We are witnessing a new era of gambling—only now it wears a glossy, tech-sophisticated disguise. Prediction markets — online platforms where people wager on everything from sports to elections — are nothing less than “gambling on steroids.” These markets bypass the guardrails that states long ago imposed on wagering. Betting on elections used to be universally banned. Betting under age 21 is a staple prohibition in many states. But through the Internet, prediction markets dodge all of this.
Major financial players are pouring billions into this space. The owner of the New York Stock Exchange is investing big in Polymarket. The scale is now massive. Young men, many not in school or work, are spending their hours and family money making risky bets—often via smartphones.

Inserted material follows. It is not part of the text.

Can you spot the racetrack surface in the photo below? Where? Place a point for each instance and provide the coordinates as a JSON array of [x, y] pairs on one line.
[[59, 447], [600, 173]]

This addiction is insidious. When sports gambling becomes normalized, prediction markets exploit it further—allowing bets on micro-events, down to individual plays or player performance. In Colorado alone, gamblers wagered over $31 million on ping-pong matches in one month. Because these platforms claim they aren’t “traditional sportsbooks,” they try to avoid state regulation. Instead, they point to the Commodity Futures Trading Commission (CFTC) as their only regulator. But guess what? That agency is severely under-staffed. It’s ill equipped to police betting on sports or politics when its domain has historically handled commodities like wheat or oil.
And where is Congress in all this? Silent. No hearings. No pressure. No public concern. Meanwhile, scandals are already emerging. The dangers here are not theoretical. Allowing prediction markets to proliferate invites corruption, player intimidation, off-field influence, and systemic collapse of integrity in public life. When you can bet on elections, on individual political outcomes, the trajectory toward chaos is obvious.
Unlike traditional gambling, prediction markets pay no state gambling taxes. And certainly, they carry no “redeeming social value.” Most gamblers never seek help for their addiction. This is exploitation, not entertainment.
Make no mistake: when they normalize wagering on politics, you cross a moral line. You stake not just money but national legitimacy. It is a cynical ploy—taking what was once illicit and making it mainstream, all while regulators and lawmakers stand by doing nothing. We need to treat prediction markets the way we treat totalitarian risk—to nip it in the bud, restrict it with urgency, and protect our institutions and youth from this new financial vice.